Iran-Experte: Regime verschärft Repressionen

Laut Ali Fathollah-Nejad, Direktor des Center for Middle East and Global Order (CMEG), kommt der Preis zu einem sensiblen Zeitpunkt des revolutionären Prozesses: Die Demokratiebewegung im Iran spüre eine fehlende Unterstützung der internationalen Gemeinschaft, was dem Regime ein Gefühl der Sicherheit, wenn nicht gar Straflosigkeit vermittle. „Das Nobelkomitee hat hiermit ein starkes Signal der Solidarität an die von Frauen maßgeblich angeführte iranische Demokratiebewegung gesendet und ihr wieder internationale Sichtbar- und Aufmerksamkeit verschafft, die dem Regime stets ein Dorn im Auge ist“, sagte er dem RND.
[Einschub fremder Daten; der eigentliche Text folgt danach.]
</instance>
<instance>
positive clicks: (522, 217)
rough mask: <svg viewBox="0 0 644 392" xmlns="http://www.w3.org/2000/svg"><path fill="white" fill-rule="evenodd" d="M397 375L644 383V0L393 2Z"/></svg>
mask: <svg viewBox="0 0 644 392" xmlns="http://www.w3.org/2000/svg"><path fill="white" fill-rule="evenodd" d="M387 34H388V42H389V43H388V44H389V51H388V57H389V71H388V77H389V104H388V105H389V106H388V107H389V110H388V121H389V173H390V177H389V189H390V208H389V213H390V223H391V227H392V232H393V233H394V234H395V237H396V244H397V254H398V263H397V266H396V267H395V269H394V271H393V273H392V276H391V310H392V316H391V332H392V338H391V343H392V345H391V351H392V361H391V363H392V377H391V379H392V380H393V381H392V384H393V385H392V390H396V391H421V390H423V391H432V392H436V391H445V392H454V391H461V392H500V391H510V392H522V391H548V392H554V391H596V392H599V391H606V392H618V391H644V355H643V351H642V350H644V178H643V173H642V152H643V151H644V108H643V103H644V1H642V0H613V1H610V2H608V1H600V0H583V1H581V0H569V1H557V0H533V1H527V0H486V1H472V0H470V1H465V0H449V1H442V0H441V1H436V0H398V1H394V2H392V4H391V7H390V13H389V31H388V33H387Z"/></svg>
Laut dem Experten befindet sich die Revolution im Iran derzeit in einer Art Stagnation. „Das Regime wähnt sich aufgrund des Ausbleibens des Drucks des Westens, der seine Präferenz für ein Business as usual mit der Islamischen Republik durch die bedingungslose Wiederaufnahme von Verhandlungen demonstriert hat, in Sicherheit“, sagt Fathollah-Nejad. Es setze weiterhin auf Repressionen und habe diese gegen Frauen zuletzt noch weiter intensiviert. Doch die politische und sozioökonomische Unzufriedenheit in der Bevölkerung sei weiterhin vorhanden und habe sich sogar noch verschärft. „Wir haben es seit dem Abflauen der Straßenproteste seit Jahresbeginn mit einer Schein-Stabilität in Iran zu tun, da es weiterhin unter der Oberfläche brodelt.“

Mohammadis Kampf geht weiter, allen Gefängniszellen zum Trotz.